Le sentenze della Corte di giustizia in cui la deroga alla lettera dell’articolo 23, paragrafo 2, secondo comma, del regolamento n. 1/2003 viene ammessa (Britannia Alloys, C 76/06 P, EU:C:2007:326 e 1.garantovaná, C 90/13 P, EU:C:2014:326) risalgono a (molto) dopo i fatti per i quali alla ricorrente è stata inflitta un’ammenda. L’applicazione di tale giurisprudenza con efficacia retroattiva viola dunque gli articoli 7, paragrafo 1, CEDU e 49 della Carta.
Se la deroga all’articolo 23, paragrafo 2, secondo comma, del regolamento n. 1/2003 fosse (potesse essere) legittimamente ammessa in casi eccezionali, ciò richiederebbe una motivazione adeguata che nella sentenza impugnata manca o è insufficiente, il che è in contrasto con gli articoli 296 TFUE e 41, paragrafo 2, lettera c), della Carta.
La garanzia del principio di proporzionalità esige che (in ogni caso), quando deroga all’articolo 23, paragrafo 2, secondo comma, del regolamento n. 1/2003, il giudice dell’Unione (quindi) verifichi se l’ammenda risponda all’obiettivo di tale disposizione e al principio di proporzionalità, ciò che il Tribunale (e la Commissione nella decisione impugnata) ha omesso di fare, o comunque non ha sufficientemente motivato.

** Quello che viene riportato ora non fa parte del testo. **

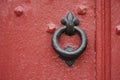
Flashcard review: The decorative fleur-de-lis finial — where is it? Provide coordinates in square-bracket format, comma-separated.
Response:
[61, 12, 80, 36]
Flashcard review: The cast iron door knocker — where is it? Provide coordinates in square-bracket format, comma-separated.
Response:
[52, 12, 87, 66]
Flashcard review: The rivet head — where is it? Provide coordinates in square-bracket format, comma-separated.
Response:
[76, 6, 87, 15]
[116, 25, 120, 35]
[14, 6, 24, 16]
[47, 23, 56, 33]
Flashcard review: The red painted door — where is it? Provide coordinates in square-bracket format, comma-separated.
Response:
[111, 0, 120, 80]
[0, 0, 113, 80]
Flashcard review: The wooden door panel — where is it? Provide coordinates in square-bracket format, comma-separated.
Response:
[0, 0, 96, 80]
[111, 0, 120, 80]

(1) Decisione C (2010) 4387 definitivo della Commissione, del 30 giugno 2010, relativa a un procedimento ai sensi dell’articolo 101 TFUE e dell’articolo 53 dell’accordo SEE (caso COMP/38344 — Acciaio per precompresso), modificata dalla decisione C (2010) 6676 definitivo della Commissione, del 30 settembre 2010, e dalla decisione C (2011) 2269 definitivo della Commissione, del 4 aprile 2011.
(3) Regolamento (CE) n. 1/2003 del Consiglio, del 16 dicembre 2002, concernente l’applicazione delle regole di concorrenza di cui agli articoli [101 TFUE] e [102 TFUE] (GU L 1, pag. 1).